DR 4-101(C) gives the lawyer discretion to reveal, under circumstances enumerated in the sub-rule, that states:

    "(C) A lawyer may reveal:

      "(1) Confidences or secrets with the consent of the client or clients affected, but only after a full disclosure to them.
      "(2) Confidences or secrets when permitted under Disciplinary Rules or required by law or by Court Order."

The ethical standard of client-attorney confidentiality applies not merely to a matter communicated in "confidence" by the client or prepared for litigation, but also to all information concerning the client whatever its source, except as stated in DR 4-101(B) and (C).
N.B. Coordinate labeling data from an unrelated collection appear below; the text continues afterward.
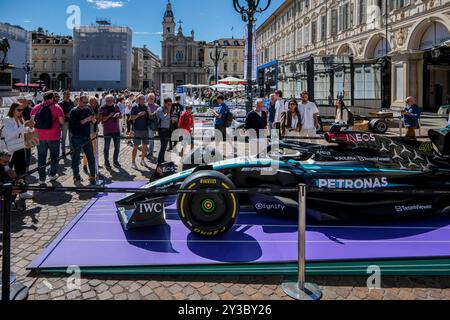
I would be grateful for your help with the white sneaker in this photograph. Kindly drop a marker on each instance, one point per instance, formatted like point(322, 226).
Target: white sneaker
point(26, 195)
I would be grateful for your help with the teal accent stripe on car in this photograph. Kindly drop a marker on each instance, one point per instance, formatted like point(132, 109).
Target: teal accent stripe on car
point(355, 169)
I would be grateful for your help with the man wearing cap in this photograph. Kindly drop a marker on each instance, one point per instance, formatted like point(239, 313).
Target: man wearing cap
point(67, 105)
point(49, 139)
point(25, 105)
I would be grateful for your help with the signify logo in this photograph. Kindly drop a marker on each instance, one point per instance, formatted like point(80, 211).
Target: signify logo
point(374, 183)
point(417, 207)
point(270, 206)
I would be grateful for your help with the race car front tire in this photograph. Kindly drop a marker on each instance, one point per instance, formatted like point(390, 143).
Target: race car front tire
point(208, 214)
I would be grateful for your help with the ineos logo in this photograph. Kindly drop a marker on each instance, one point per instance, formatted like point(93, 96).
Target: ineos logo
point(360, 137)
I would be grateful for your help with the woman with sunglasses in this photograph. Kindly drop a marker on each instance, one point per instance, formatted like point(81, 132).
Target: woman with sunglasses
point(14, 129)
point(291, 121)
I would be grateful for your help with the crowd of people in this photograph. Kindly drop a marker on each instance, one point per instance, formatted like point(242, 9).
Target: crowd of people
point(67, 128)
point(289, 117)
point(52, 124)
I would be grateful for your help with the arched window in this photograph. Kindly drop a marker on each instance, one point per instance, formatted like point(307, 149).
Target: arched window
point(381, 49)
point(434, 36)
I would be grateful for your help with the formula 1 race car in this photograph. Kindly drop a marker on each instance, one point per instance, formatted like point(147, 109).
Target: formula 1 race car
point(352, 161)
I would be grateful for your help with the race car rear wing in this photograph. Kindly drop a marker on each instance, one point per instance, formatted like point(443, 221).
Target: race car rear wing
point(441, 140)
This means you may not disclose the technical information without the client's consent after full disclosure in the absence of a Court Order.

In CI-389, this Committee opined that an attorney "who is served with a subpoena seeking the production of what may be confidential information has the duty to assert the attorney/client privilege in order to obtain a judicial ruling as to whether the information should be disclosed." This opinion appears applicable the present circumstances as well. Notwithstanding the holding in CI-389, it is apparent from the factual circumstances that your law firm answers the subject interrogatories based upon its own acquired conclusions. Should a trial court rule that the answering party is the client's expert witness, it is evidentially questionable for the answering lawyer to claim privilege to preclude further and more detailed discovery form opposing counsel. Whatever attorney-client privilege might otherwise apply, it appears likely that your clients have waived the privilege when authorization is confirmed upon your law firm to hold themselves out as expert witnesses. Given the accuracy of the above noted scenario, an ethical question arises from this interrogatory answering practice. DR 5-102 provides:

    "(A) If after undertaking employment in contemplated or pending litigation, a lawyer learns or it is obvious that the lawyer or a lawyer in the firm ought to be called as a witness on behalf of the client, the lawyer shall withdraw from the conduct of the trial and the firm, if any, shall not continue representation in he trial, except that the lawyer may continue the representation and he or she or a lawyer in the firm may testify in the circumstances enumerated in DR 5-101(B)(1) through (4).

    "(B) If, after undertaking employment in contemplated or pending litigation, a lawyer learns or it is obvious that the lawyer or a lawyer in the fir may be called as a witness other than on behalf of his or client, the lawyer may continue the representation until it is apparent that the lawyer's testimony is or may be prejudicial to the client.

DR 5-101(B)(1) through (4) states:

    "A lawyer shall not accept employment in contemplated or pending litigation if the lawyer knows or it is obvious that he or she or a lawyer in the firm ought to be called as a witness, except that the lawyer may undertake the employment and he or she or a lawyer in the firm may testify:

      "(1) If the testimony will relate solely to an uncontested matter.

      "(2) If the testimony will relate solely to a matter of formality and there is no reason to believe that substantial evidence will be offered in opposition to the testimony.

      "(3) If the testimony will relate solely to the nature and value of legal services rendered in the case by the lawyer or the lawyer's firm to the client.

      "(4) As to any matter, if refusal would work a substantial hardship on the client because of the distinctive value of the lawyer or the lawyer's firm as counsel in the particular case."

As noted, the above referenced ethical rules could prove to be a restrictive influence on your current interrogatory answering practices.

Each incident of alleged confidentiality, when viewed within the parameters of the discovery rules must be decided on a case by case approach.